Active community engagement is one of the key measures for ensuring that the vaccination policy and health system are viewed as trustworthy (48). As mentioned earlier, trust in the vaccine provider, doctor, nurse or community health worker can be negotiated through active dialogue. However, it is difficult to build and sustain trust in the case of institutions such as the health system, since these are distant from the people; unless there specific measures are taken to promote engagement with the community. Trust is a double-edged sword. Too much trust, ie blind and unquestioning trust, can push people into a vulnerable position, while too little trust can keep them from participating in and reaping the benefits of public health interventions. To empower people with the right type and amount of trust, it is an ethical imperative to engage in a dialogue with the community (49).

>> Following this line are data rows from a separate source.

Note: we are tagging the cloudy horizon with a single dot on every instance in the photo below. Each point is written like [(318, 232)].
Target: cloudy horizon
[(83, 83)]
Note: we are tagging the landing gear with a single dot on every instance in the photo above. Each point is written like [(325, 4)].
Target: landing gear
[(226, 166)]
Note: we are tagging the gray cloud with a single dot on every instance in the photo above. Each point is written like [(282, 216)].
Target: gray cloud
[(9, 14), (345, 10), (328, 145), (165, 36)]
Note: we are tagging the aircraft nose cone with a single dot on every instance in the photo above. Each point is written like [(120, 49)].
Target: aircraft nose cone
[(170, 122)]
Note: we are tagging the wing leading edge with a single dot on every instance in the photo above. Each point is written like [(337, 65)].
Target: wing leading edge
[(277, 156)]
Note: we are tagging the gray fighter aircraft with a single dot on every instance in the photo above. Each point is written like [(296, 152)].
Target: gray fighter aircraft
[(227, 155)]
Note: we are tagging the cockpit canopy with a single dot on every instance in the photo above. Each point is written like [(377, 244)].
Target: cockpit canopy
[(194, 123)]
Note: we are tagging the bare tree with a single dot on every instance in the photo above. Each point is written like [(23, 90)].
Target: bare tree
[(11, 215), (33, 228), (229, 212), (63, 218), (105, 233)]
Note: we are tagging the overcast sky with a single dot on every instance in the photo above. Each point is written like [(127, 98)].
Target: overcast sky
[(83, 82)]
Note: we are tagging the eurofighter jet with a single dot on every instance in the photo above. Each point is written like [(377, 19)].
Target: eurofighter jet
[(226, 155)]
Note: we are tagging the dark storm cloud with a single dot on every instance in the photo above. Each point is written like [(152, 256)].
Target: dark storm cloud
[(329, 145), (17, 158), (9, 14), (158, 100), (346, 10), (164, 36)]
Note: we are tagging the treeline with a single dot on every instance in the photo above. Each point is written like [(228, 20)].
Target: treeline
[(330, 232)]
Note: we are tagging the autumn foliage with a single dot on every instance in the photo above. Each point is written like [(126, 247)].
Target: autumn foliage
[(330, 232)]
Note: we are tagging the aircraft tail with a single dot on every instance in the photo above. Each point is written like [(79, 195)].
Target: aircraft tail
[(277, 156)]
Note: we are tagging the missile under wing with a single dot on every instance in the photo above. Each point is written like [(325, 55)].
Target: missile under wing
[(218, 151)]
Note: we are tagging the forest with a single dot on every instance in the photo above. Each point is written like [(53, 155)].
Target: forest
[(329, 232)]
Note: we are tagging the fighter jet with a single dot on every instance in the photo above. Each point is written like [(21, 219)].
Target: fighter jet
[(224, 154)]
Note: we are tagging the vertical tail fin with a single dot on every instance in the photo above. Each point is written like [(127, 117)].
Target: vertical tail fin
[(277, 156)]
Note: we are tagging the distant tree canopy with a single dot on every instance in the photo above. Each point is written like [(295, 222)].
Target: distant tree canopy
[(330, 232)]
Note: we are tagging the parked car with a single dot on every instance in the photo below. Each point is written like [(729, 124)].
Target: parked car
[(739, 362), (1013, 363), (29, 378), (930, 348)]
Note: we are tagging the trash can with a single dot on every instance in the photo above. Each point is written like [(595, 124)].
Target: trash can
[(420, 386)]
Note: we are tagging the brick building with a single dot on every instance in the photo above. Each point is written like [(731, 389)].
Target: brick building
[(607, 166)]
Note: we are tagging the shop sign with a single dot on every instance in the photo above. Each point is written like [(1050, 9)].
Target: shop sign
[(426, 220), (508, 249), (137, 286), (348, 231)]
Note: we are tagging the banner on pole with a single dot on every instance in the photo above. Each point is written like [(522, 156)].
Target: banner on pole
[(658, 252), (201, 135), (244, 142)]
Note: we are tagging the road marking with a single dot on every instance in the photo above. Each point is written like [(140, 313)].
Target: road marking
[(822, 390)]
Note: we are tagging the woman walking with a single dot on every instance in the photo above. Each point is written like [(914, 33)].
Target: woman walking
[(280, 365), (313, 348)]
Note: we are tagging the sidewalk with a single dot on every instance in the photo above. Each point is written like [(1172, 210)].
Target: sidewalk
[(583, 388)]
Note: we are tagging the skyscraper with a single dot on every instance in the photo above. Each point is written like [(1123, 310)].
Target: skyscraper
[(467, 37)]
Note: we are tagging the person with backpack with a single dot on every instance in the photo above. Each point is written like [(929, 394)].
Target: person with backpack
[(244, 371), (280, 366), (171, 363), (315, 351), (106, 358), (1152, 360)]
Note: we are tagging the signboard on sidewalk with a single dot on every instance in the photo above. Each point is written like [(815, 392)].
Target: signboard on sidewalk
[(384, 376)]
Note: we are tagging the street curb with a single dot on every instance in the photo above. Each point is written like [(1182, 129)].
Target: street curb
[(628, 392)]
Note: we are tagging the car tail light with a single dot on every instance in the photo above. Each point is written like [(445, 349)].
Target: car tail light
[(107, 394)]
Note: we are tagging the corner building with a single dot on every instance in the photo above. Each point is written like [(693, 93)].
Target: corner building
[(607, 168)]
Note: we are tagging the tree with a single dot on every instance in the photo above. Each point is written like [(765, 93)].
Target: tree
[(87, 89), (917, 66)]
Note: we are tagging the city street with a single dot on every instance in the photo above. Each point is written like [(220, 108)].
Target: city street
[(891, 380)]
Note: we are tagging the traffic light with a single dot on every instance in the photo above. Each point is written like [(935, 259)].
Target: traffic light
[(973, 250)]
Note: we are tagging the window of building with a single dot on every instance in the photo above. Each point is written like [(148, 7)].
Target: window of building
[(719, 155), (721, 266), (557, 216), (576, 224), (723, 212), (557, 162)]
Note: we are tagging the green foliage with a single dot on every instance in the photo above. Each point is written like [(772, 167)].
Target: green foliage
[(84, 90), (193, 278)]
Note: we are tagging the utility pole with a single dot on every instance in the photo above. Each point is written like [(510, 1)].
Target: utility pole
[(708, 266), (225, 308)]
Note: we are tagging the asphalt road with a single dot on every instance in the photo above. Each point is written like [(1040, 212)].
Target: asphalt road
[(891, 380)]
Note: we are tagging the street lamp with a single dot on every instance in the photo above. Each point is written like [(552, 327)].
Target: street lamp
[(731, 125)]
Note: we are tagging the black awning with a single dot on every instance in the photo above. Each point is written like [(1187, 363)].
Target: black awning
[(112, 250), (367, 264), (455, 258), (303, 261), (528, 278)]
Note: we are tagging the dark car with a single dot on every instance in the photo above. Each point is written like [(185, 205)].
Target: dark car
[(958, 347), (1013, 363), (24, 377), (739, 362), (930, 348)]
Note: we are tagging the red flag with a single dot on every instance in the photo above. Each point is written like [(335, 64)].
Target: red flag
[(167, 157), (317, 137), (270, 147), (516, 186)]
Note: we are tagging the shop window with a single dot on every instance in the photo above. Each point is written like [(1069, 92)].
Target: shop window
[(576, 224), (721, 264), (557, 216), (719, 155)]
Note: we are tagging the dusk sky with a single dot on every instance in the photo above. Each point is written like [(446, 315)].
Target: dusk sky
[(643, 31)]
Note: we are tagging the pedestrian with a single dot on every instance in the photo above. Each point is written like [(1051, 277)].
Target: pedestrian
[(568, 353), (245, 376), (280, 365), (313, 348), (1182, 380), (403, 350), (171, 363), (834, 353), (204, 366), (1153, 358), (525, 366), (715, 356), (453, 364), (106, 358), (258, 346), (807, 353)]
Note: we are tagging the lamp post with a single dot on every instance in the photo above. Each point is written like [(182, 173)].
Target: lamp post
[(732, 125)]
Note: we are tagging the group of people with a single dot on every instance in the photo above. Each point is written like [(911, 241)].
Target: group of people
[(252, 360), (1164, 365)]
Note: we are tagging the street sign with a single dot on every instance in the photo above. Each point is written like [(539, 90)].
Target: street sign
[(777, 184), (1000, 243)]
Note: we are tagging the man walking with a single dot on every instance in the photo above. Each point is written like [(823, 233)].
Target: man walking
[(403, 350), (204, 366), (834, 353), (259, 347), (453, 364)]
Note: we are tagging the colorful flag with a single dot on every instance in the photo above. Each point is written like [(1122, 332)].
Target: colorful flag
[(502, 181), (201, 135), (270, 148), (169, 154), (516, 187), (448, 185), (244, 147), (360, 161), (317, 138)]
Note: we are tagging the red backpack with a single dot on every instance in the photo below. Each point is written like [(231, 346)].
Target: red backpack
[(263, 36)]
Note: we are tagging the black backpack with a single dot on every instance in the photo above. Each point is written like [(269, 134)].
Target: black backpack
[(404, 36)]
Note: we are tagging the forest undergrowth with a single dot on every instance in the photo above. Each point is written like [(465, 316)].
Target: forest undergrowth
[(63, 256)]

Active community engagement with respect to vaccination policies can comprise of the following:

  1. having community representatives (parents of children in the relevant age group) in vaccination committees to hear their opinions and engage them in policy decisions
  2. establishing a horizontal dialogue with communities during the introduction of new vaccines, change in the vaccination schedule, trials of experimental vaccines, etc., and not just focusing on the provision of information
  3. establishing community-based vaccination surveillance, in which data on the incidence of vaccine-preventable diseases, vaccination coverage and adverse events following vaccination are collected and reported by community members
  4. responsible engagement of community champions who spearhead the movement for the dissemination of credible, authoritative information on vaccines
  5. adopting a judicious approach to informing the community about adverse events following vaccination, so that panic is not created and at the same time, appropriate information is disseminated, ensuring transparency
  6. establishing appropriate mechanisms of accountability with the participation of the community members, who should be empowered to question vaccination practices and make informed decisions for themselves
  7. creating community ownership of the health of the children and their own future, and empowering communities to demand vaccination services and not act as just passive recipients of vaccinations

Active engagement of the community will assist those who make active and participative decisions on vaccination to be better informed. The objective of appropriate community engagement is not just to increase the acceptance of vaccines, but to promote a sense of self-determination that would allow the community members to make well-informed decisions on which vaccines to accept and reject for their children. To sum up, community engagement is an ethical imperative to help people realise their right to good health.

Conflicts of interest: The author declares no conflicts of interest.